The federal government still deems it prohibited. But marijuana is now legal for recreational use in ten states and the District of Columbia, along with a further 21 broadly prohibits medical marijuana.
Researchers finally have some information to assess claims made on each side. Let us take a good look at three major arguments around marijuana legalization — and also how the numbers stack up from them.
How Much Money Will States Earn From Marijuana Taxes?
Among the biggest pro-legalization disagreements was that states would be able to bring in a brand new source of taxation revenue.
Colorado, for instance, imposes a 15% excise tax from cultivator to merchant and a further 15% sales tax on the end customer.
In 2018, Colorado legal marijuana sales topped US $1.2 billion, with the state pulling in roughly $270 million in earnings. Compare it to the approximately $45 million that the state accumulated in tax on alcohol that same year.
Revenue From Marijuana Taxation
Before marijuana became legal in Colorado, one estimate suggested that the state could earn $100 million in taxes annually. Colorado has since exceeded this amount.
A study from Georgia State University found that alcohol earnings fell by 15% in states where only medical marijuana was legalized and by 20% in states in which recreational cannabis is sold lawfully. On the other hand, the states made more than enough back from marijuana sales, since marijuana taxes are usually greater than alcohol taxes.
Other states are reaping the benefits of marijuana taxes as well. New Frontier Data, a cannabis data site, predicts the legalized cannabis marketplace will grow to $25 billion by 2025.
However, there are a whole lot of questions regarding how much tax earnings states will really earn, especially considering that some states have missed their projections by a long shot.
For instance, the governor of California predicted a much larger $643 million in revenue. Meanwhile, the projections for Washington suggested the state would earn just $160 million.

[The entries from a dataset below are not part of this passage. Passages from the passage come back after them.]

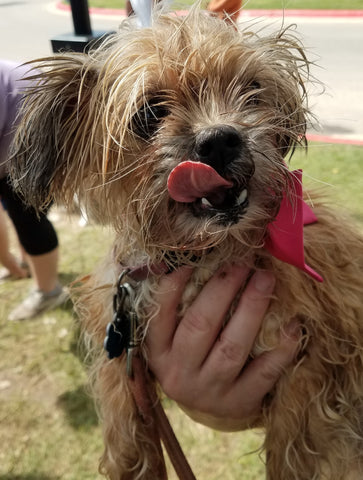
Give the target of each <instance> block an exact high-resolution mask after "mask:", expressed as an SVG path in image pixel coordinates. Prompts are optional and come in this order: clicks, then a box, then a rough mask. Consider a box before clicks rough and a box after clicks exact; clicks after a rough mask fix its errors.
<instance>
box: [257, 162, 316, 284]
mask: <svg viewBox="0 0 363 480" xmlns="http://www.w3.org/2000/svg"><path fill="white" fill-rule="evenodd" d="M290 175H291V179H292V183H293V186H292V195H291V196H290V199H289V198H288V195H285V196H284V198H283V199H282V202H281V206H280V210H279V213H278V214H277V216H276V218H275V220H274V221H273V222H272V223H271V224H270V225H269V227H268V233H269V236H268V238H267V239H266V242H265V248H266V249H267V250H268V251H269V252H270V253H271V255H273V256H274V257H276V258H278V259H279V260H282V261H283V262H286V263H289V264H291V265H294V266H296V267H298V268H300V269H301V270H303V271H304V272H306V273H307V274H308V275H310V276H311V277H312V278H314V279H315V280H317V281H318V282H322V281H323V278H322V277H321V276H320V275H319V274H318V273H317V272H315V270H313V269H312V268H311V267H309V265H307V264H306V263H305V255H304V226H305V225H310V224H311V223H315V222H317V221H318V219H317V218H316V216H315V215H314V212H313V211H312V210H311V208H310V207H309V206H308V205H307V204H306V203H305V202H304V200H303V193H302V171H301V170H294V171H293V172H290Z"/></svg>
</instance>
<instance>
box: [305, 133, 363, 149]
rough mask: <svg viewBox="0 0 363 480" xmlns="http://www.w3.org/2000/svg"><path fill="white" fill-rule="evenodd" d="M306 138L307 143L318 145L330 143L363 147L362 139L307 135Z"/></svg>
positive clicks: (362, 142) (317, 135)
mask: <svg viewBox="0 0 363 480" xmlns="http://www.w3.org/2000/svg"><path fill="white" fill-rule="evenodd" d="M306 138H307V139H308V141H309V142H319V143H331V144H336V145H338V144H339V145H351V146H355V147H363V138H362V139H358V138H357V139H355V138H354V139H353V138H343V137H334V136H329V135H315V134H309V133H308V134H307V135H306Z"/></svg>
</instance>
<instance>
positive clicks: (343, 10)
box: [56, 1, 363, 18]
mask: <svg viewBox="0 0 363 480" xmlns="http://www.w3.org/2000/svg"><path fill="white" fill-rule="evenodd" d="M56 8H57V9H59V10H63V11H70V10H71V7H70V5H66V4H65V3H62V2H60V1H59V2H57V3H56ZM89 12H90V13H91V14H97V15H114V16H117V17H120V16H121V17H125V16H126V11H125V9H115V8H99V7H90V8H89ZM282 16H284V17H310V18H363V10H313V9H306V10H289V9H286V10H248V9H242V12H241V17H282Z"/></svg>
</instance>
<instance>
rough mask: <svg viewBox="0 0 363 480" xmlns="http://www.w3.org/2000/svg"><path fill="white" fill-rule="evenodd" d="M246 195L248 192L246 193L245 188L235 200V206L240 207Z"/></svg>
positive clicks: (243, 200)
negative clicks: (237, 205)
mask: <svg viewBox="0 0 363 480" xmlns="http://www.w3.org/2000/svg"><path fill="white" fill-rule="evenodd" d="M247 195H248V192H247V189H246V188H245V189H244V190H242V192H241V193H240V195H239V197H238V198H237V204H238V205H242V203H244V202H245V201H246V199H247Z"/></svg>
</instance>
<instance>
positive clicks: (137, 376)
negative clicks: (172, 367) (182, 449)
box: [129, 355, 196, 480]
mask: <svg viewBox="0 0 363 480" xmlns="http://www.w3.org/2000/svg"><path fill="white" fill-rule="evenodd" d="M132 371H133V376H132V377H130V378H129V386H130V389H131V392H132V395H133V397H134V400H135V403H136V406H137V408H138V411H139V415H140V417H141V419H142V421H143V424H144V427H145V429H146V431H147V432H148V434H149V435H150V437H151V438H152V440H153V443H154V445H155V447H156V449H157V456H156V458H155V462H154V463H155V465H154V466H153V468H154V471H155V473H156V474H157V477H156V478H157V480H167V478H168V477H167V472H166V467H165V460H164V456H163V453H162V448H161V441H162V442H163V445H164V447H165V449H166V451H167V453H168V456H169V458H170V461H171V463H172V465H173V467H174V470H175V472H176V474H177V475H178V478H179V480H196V477H195V476H194V474H193V471H192V469H191V467H190V465H189V463H188V460H187V459H186V457H185V455H184V452H183V450H182V448H181V446H180V444H179V442H178V440H177V438H176V436H175V433H174V431H173V428H172V427H171V425H170V422H169V420H168V417H167V416H166V414H165V411H164V409H163V406H162V405H161V403H160V400H159V398H158V396H157V394H156V392H155V389H154V387H153V385H151V383H150V382H148V379H147V375H146V372H145V367H144V365H143V361H142V359H141V358H140V357H139V355H134V356H133V358H132Z"/></svg>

While projections for other types of products are usually more reliable, this is a completely new marketplace and therefore prone to malfunction. Why? The jury is still out. Some investigators have guessed that in California taxes are too high, that the black economy is too strong or that the red tape of bureaucracy is simply too much.
Regardless, it is apparent that marijuana tax revenue has increased year after year for every state that has legalized recreational cannabis. Even though naysayers are touting California’s missed projections, Colorado, while fighting to satisfy its projections at the first three years after legalization, eventually exceeded its own projection.
Is Legal Marijuana Hurting Youth?
A well-trodden argument against legalization is that it might lead youth to utilize it easier. By way of example, anti-drug group DARE has blamed marijuana for a rise in school suspensions and youth suicide, among other matters.
Here is the issue: Researchers just do not have enough data yet.
Studies have shown that youth use of marijuana use actually reduces in states where medical marijuana was legalized. Researchers suspect this may be due to kids viewing marijuana as medicinal instead of recreational.
While other research have implied that legalizing marijuana can lead to greater use, this could just be reporting prejudice. To put it differently, if it is legalized, people are more prepared to be honest about use.
Other studies show quite the reverse.
While there are strong indications that the legalization of recreational marijuana contributes to decreased usage in youth, only time will give the last verdict.
Does Marijuana Increase Crime?
Many that are against legal bud claim it might lead to a growth in violent crime.
In Colorado last year, there were rumblings from Gov. Hickenlooper about banning marijuana, since crime in Colorado has been climbing since 2014, the exact same year marijuana was legalized.
There’s really no doubt that states that allow medical marijuana show absolutely no growth within their violent and nonviolent crime statistics. In reality, crime could actually decrease.
However, crime has increased in lots of the cities where recreational marijuana is legal. Homicides in Seattle, D.C. and Denver — all significant cities with legal bud — have significantly increased over the last few decades. However, homicides have additionally increased in cities without recreational marijuana, such as Chicago, St. Louis, Baltimore, New Orleans and Kansas City.
A homicide increase more than four years alone in cities where marijuana is legalized shows absolutely nothing. This really is a classic example for the statistical expression “correlation does not necessarily imply causation.” Take California, as an example. Murders in Oakland are down, but murders in Fresno are up. How can that be recreational marijuana’s fault?
But, legalized marijuana does appear to have an influence on the justice system. Based on FBI crime statistics, in 2017, there have been 659,000 marijuana arrests in the U.S.. There were also 1.2 million violent crimes with victims, but only 518,617 arrests for the exact same violent crimes. This means that there are more than 700,000 victims that have endured without oversight.
In states with legalized recreational marijuana, police now no longer spend time on marijuana arrests and may spend more time on resolving these types of crime. FBI statistics from Colorado and Washington show that crime clearance prices — the number of times that the police solved a crime — improved for both violent and property crimes following legalization.
While there are still many unknowns surrounding the legalization of recreational marijuana, we at Kushfly believe that it will be a positive influence.